Für Andreas Förster, Oberstudienrat und Fachlehrer an der auch „H 18“ genannten Bildungseinrichtung, ist die Schule ein ganz wichtiger Teil seines Lebens: Denn noch bevor absehbar war, dass er einmal als Berufsschullehrer unterwegs sein würde, war er bereits in der HBT. Wie zahlreiche seiner Kollegen hat auch Förster vor dem Lehramtsstudium einen praktischen Beruf erlernt: Schifffahrtskaufmann bei der Traditionsreederei Hamburg Süd. Das war 1976. „Insofern kann ich in diesem Jahr gewissermaßen mein 40-jähriges Schuljubiläum feiern“, berichtet er dem THB.

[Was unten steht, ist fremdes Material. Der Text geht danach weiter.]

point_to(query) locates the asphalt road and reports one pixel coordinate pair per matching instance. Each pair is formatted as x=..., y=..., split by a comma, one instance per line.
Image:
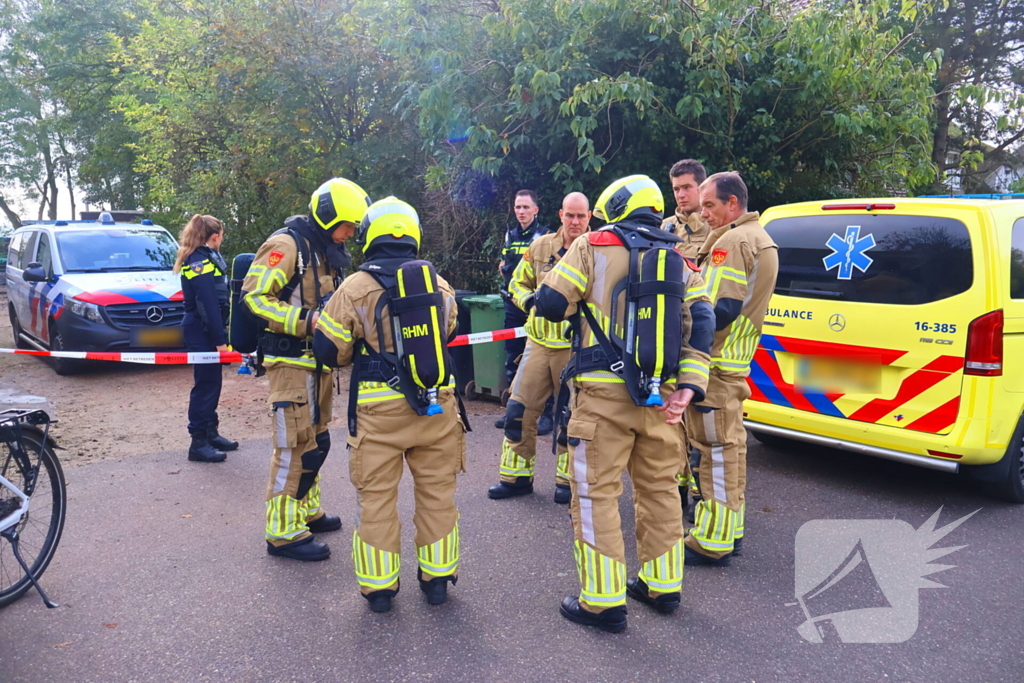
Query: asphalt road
x=163, y=575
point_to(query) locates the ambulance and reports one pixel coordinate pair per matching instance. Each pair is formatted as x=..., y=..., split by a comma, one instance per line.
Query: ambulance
x=896, y=330
x=93, y=286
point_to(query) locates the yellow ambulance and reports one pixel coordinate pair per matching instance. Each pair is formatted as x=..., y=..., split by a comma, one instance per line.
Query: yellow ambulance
x=896, y=330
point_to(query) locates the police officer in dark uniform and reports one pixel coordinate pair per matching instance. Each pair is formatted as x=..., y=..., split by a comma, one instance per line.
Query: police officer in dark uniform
x=517, y=240
x=204, y=286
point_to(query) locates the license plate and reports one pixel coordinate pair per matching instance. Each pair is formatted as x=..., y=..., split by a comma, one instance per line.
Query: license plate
x=832, y=375
x=169, y=337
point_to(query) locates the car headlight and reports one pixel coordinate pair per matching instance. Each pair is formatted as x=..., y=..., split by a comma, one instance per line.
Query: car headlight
x=89, y=311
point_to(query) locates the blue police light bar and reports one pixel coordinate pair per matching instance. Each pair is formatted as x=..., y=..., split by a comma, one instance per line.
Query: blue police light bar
x=1001, y=196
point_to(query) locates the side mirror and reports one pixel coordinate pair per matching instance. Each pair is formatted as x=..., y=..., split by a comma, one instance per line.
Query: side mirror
x=34, y=273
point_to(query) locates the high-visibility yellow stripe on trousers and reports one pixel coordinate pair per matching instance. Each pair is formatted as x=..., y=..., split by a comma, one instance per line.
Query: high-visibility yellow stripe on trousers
x=375, y=568
x=441, y=557
x=602, y=580
x=665, y=573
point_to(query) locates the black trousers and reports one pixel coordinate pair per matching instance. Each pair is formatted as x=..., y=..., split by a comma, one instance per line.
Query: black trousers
x=208, y=380
x=514, y=317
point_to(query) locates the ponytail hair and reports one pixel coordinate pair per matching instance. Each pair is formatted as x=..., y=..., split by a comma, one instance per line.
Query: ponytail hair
x=196, y=233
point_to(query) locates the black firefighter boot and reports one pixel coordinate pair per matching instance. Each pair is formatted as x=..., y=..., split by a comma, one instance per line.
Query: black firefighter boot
x=436, y=588
x=218, y=441
x=202, y=451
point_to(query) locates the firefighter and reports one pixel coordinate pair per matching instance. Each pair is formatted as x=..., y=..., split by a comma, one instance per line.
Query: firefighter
x=204, y=288
x=517, y=240
x=632, y=358
x=543, y=360
x=293, y=273
x=391, y=319
x=739, y=263
x=686, y=176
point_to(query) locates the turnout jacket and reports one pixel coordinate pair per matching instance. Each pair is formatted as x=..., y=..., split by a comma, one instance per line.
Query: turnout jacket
x=275, y=262
x=349, y=316
x=739, y=262
x=588, y=273
x=691, y=228
x=537, y=262
x=204, y=288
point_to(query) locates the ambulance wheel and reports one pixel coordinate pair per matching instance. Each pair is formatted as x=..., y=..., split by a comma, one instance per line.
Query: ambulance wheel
x=1004, y=479
x=1012, y=486
x=62, y=367
x=773, y=441
x=15, y=329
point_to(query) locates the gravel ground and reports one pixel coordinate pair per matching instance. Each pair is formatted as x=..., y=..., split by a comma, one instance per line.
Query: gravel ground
x=114, y=410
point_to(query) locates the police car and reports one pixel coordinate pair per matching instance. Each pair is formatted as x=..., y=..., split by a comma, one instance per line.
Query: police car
x=896, y=330
x=93, y=286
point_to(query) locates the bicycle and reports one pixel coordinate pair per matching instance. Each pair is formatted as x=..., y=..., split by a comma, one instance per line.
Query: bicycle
x=33, y=502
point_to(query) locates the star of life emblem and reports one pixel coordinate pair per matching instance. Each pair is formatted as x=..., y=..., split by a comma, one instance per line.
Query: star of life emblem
x=849, y=253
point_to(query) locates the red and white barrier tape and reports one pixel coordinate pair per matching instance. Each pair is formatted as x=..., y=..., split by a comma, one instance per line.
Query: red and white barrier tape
x=203, y=357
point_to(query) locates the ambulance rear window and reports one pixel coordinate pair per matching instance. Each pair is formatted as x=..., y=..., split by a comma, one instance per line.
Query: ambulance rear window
x=902, y=260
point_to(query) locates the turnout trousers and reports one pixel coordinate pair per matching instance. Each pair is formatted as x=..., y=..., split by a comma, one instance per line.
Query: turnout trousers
x=538, y=377
x=299, y=451
x=715, y=429
x=389, y=433
x=606, y=434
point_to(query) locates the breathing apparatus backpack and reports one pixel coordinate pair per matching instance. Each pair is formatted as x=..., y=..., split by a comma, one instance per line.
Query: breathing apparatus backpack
x=647, y=353
x=420, y=364
x=245, y=328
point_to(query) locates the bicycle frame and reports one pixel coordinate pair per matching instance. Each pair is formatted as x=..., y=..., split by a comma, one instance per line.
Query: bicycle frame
x=15, y=517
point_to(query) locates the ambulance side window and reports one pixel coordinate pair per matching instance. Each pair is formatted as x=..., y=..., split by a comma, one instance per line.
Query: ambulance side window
x=29, y=248
x=44, y=255
x=1017, y=261
x=14, y=255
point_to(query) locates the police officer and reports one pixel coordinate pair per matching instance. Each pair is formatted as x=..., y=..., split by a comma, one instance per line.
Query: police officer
x=543, y=360
x=204, y=286
x=402, y=403
x=610, y=427
x=294, y=271
x=517, y=239
x=739, y=263
x=686, y=176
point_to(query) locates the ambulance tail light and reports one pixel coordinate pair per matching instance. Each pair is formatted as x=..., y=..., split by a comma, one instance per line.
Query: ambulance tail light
x=984, y=346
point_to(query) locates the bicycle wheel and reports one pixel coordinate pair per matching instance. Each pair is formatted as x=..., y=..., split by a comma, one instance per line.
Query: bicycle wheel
x=39, y=531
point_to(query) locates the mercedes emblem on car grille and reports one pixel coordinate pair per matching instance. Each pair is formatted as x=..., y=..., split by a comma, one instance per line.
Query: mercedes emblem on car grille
x=155, y=314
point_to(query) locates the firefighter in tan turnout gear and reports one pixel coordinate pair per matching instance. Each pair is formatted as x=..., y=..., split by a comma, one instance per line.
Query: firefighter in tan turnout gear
x=293, y=272
x=642, y=329
x=545, y=356
x=692, y=229
x=739, y=263
x=392, y=321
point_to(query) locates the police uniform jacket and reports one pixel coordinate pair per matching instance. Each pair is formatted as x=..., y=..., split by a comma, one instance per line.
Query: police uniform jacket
x=587, y=275
x=275, y=262
x=538, y=261
x=517, y=241
x=204, y=287
x=739, y=262
x=349, y=316
x=691, y=228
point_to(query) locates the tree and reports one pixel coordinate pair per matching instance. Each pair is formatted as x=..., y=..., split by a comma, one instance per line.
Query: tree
x=242, y=109
x=979, y=83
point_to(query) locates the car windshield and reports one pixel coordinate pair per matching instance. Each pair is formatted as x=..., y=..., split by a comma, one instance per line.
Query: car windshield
x=109, y=250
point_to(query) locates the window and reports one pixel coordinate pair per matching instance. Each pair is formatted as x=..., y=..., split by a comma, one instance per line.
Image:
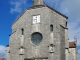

Seit 1987 ist der heute 60-Jährige als Lehrer an der HBT tätig. Daneben gilt Förster auch als Reise-Pionier. Denn auf sein Betreiben hin erfolgte 2005 die erste Exkursion mit jungen Schifffahrtskaufleuten nach China. 2015 dann konnte ein kleines Jubiläum gefeiert werden: die zehnte Fachreise in das bevölkerungsreichste Land der Erde. „China ist im Prinzip schon heute die wichtigste Volkswirtschaft. Jeder erfolgreiche Kaufmann im maritimen Transportbereich muss wissen, was in China läuft und wie man dort ‚tickt‘. Uns geht es dar um, dieses Wissen zu vermitteln. Natürlich sind aber auch Aspekte der Völkerverständigung, des Kulturaustauschs und des Aufbaus beruflicher Perspektiven und Kontakte von herausragender Relevanz“, hatte Förster im THB-Gespräch im vergangenen Jahr zu Protokoll gegeben. Auch als Pri vatmann steht Förster dem Land und seinen Menschen besonders nahe. Denn seine Frau ist Chinesin.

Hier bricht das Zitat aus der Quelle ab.